Numa comunicação do executivo feita na cidade da Horta, no plenário da Assembleia Legislativa Regional, José Manuel Bolieiro quis prestar informações sobre “realizações e assumir objetivos a concretizar”, algo que “corresponde ao espírito de missão que move o XIII Governo dos Açores”.

 

“Uma boa taxa de execução do Plano e Orçamento de 2021. Execução inesperada e, pelos vistos, não desejada pelo PS. A execução financeira foi de 86%. A melhor dos últimos 12 anos”, afirmou, atribuindo o “merecimento” à “prudência da estimativa e à capacidade de execução de 633 milhões de euros”.

 

“A execução média do Plano nos últimos 12 anos ficou apenas em cerca de 400 milhões de euros, com uma taxa média de execução de 76%”, indicou.

 

Quanto aos fundos comunitários, “este Governo conseguiu executar 166 milhões de euros”, um “valor histórico. 100% do valor previsto”, destacou.

 

De acordo com Bolieiro, nos últimos 12 anos, “a média não ultrapassou os 50%, sendo mesmo algumas [execuções financeiras] na ordem de apenas dos 30%”.

 

O chefe do executivo apontou ainda “o sucesso da Tarifa Açores [viagens aéreas interilhas para residentes até 60 euros], mais do que conhecido e testado”.

 

Em matéria fiscal, afirmou, “o compromisso concretizado desta governação permite que as famílias, os trabalhadores e as empresas dos Açores, estejam menos carregados com impostos, designadamente IVA, IRC e IRS”.

 

“A classe média sentirá, já este mês, nas tabelas de retenção, a redução das respetivas taxas de IRS”, sublinhou.

 

Em 2021, lembrou também, este governo “procedeu ao pagamento, por exemplo, das dívidas em atraso com a SATA [companhia aérea]”.

 

“Assim se pode também contribuir para que as empresas públicas sejam económica e financeiramente estáveis, e o Setor Público Empresarial Regional possa reduzir o seu prejuízo crónico, muitas vezes causado por intromissões na sua gestão profissional”, sustentou.

 

Bolieiro assinalou, ainda, “o aumento de financiamento às IPSS e Misericórdias, em mais de quatro milhões de euros”.

 

“Defendemos o fim da contratação sucessiva, sem garantia de vínculo laboral definitivo e motivador aos professores.
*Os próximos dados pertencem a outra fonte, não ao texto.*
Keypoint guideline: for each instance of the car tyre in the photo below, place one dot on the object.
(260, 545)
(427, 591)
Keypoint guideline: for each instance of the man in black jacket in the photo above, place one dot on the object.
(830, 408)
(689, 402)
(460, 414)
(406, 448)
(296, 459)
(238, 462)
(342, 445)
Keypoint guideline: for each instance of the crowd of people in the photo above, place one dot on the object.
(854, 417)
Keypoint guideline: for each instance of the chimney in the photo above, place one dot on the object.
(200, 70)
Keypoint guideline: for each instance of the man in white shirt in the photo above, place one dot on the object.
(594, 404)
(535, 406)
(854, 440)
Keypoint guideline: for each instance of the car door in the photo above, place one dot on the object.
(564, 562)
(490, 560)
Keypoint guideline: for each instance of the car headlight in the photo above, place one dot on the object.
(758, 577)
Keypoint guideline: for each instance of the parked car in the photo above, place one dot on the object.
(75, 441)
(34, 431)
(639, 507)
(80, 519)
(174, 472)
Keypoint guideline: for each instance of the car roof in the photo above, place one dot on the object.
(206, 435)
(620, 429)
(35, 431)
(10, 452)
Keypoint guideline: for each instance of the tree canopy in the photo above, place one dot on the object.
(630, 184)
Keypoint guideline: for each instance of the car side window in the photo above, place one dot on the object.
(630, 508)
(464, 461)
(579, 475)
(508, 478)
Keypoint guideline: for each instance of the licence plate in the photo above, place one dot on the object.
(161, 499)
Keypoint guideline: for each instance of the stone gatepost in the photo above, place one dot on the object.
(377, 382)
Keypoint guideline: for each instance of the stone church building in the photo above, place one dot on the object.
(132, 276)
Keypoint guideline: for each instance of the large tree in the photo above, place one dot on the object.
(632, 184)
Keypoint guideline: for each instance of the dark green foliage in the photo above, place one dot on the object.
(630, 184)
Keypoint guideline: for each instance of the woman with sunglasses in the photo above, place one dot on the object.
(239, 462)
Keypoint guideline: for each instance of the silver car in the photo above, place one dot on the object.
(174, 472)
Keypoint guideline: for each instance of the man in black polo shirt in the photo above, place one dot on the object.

Em junho, ficaram colocados, nos quadros da região, mais 281 docentes que até à data se encontravam contratados a termo”, descreveu.

 

Por outro lado, disse, foi isentado “o pagamento das comparticipações familiares em creche, até ao 13.º escalão, incluindo assim mais famílias, como estímulo à natalidade e à fixação de casais jovens, também classe média”.

 

Em contrapartida, o deputado do PS e ex-presidente do Governo Regional Vasco Cordeiro afirmou que, “tirando o ano da pandemia [de covid-19], 2021 é o ano em que maior montante fica por executar”, tendo em conta “a execução financeira e não material”.

 

Antonio Lima, deputado do BE, criticou, por outro lado, “o tom de campanha eleitoral”, lamentou que 79% dos trabalhadores contratados na área da saúde sejam “precários” e questionou o executivo sobre o plano de reestruturação da SATA.

 

Pelo contrário, Catarina Cabeceiras, do CDS-PP, elogiou a iniciativa do presidente do Governo, a tarifa Açores, o aumento do rendimento disponível das famílias e a estabilidade da classe docente, entre outros aspetos.

 

João Bruto da Costa, do PSD, destacou ainda os “resultados efetivos da ação governativa para a melhoria das condições de vida” dos açorianos.

 

Paulo Estêvão, do PPM, lembrou igualmente que os partidos do Governo sempre disseram que este era o resultado orçamental que ia ser obtido.